Daniel Craig retorna quando Benoit Blanc e Josh O’Connor quase roubam o show na parcela “mais sombria”, mas também “mais divertida” da franquia das facas até agora.
Alguém pode roubar um filme de facas do grande detetive Benoit Blanc? Como se vê, sim, quase. A maior revelação de Wake Up Dead, a terceira na série de Rian Johnson de mistérios deliciosamente divertidos, é que Josh O’Connor, tão ótimo em drama, também é uma excelente história em quadrinhos. Ele interpreta o padre Jud Dupenticy, um ex -boxeador que se tornou padre, que como punição por uma explosão violenta é enviado do norte do estado de Nova York para uma pequena paróquia na vila de Chimney Rock. É um cenário que parece ter sido transportado de uma adaptação de tela de um romance de Agatha Christie, com uma pequena igreja neogótica e cemitério adjacente. É exatamente o tipo de lugar onde muitos assassinatos ocorrem. Mas, em vez de conhecer algum vigário gentil, Jud vai trabalhar para o monsenhor Jefferson Wicks, interpretado por Josh Brolin como um cínico de cabelos selvagens e ardente.
Com sua atmosfera gótica e temas mais profundos, Wake Up Dead Man tem um tom mais sombrio do que as facas anteriores. No entanto, também é o mais engraçado e divertido até agora. Juntamente com o (s) assassinato (s) habitual (s) e um grande elenco brilhante, ele tem religião e um toque de meta em suas alusões literárias e referências de filmes. Johnson reconheceu querer voltar às raízes das histórias de mistério com esse edifício, citando Edgar Allan Poe, por isso é bom ter em mente os temas de homens de Poe assombrados pela culpa e de enterros assustadores. Mas com mais garantia do que nunca, ele caminha uma linha perfeitamente equilibrada enquanto empresta tropos antigos e os adapta. Há muito diálogo irreverente aqui e grafite rude em um mausoléu.

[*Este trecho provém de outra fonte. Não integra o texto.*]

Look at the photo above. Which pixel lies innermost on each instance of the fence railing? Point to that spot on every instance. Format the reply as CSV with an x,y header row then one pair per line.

Não é justo dizer que O’Connor rouba o filme de Blanc de Daniel Craig. Craig é um ladrão de cena. Blanc aparece para resolver um assassinato em Chimney Rock com seu sotaque sulista e arrogância confiante, parecendo mais elegante do que nunca. Mas parece que, com cada filme de facas, ele tem menos cenas e, às vezes, é como um condutor de orquestra nos tecendo através dos vários personagens e possibilidades no enredo sempre torcido. Blanc até pede a ajuda de Jud na solução do assassinato. Não há dúvida de que o padre Jud é a linha interna do filme, e O’Connor desce graciosamente de quadrinhos a sério.
Johnson começa brincando com o ponto de vista. Recebemos a conta de Jud, solicitada por Blanc, dos eventos que levam ao que Jud chama de assassinato de sexta -feira. Usando um dispositivo que ele reconhece ser emprestado de romances de mistério, ele apresenta Blanc e nós aos congregantes, a maioria deles com uma devoção cultica aos Wicks.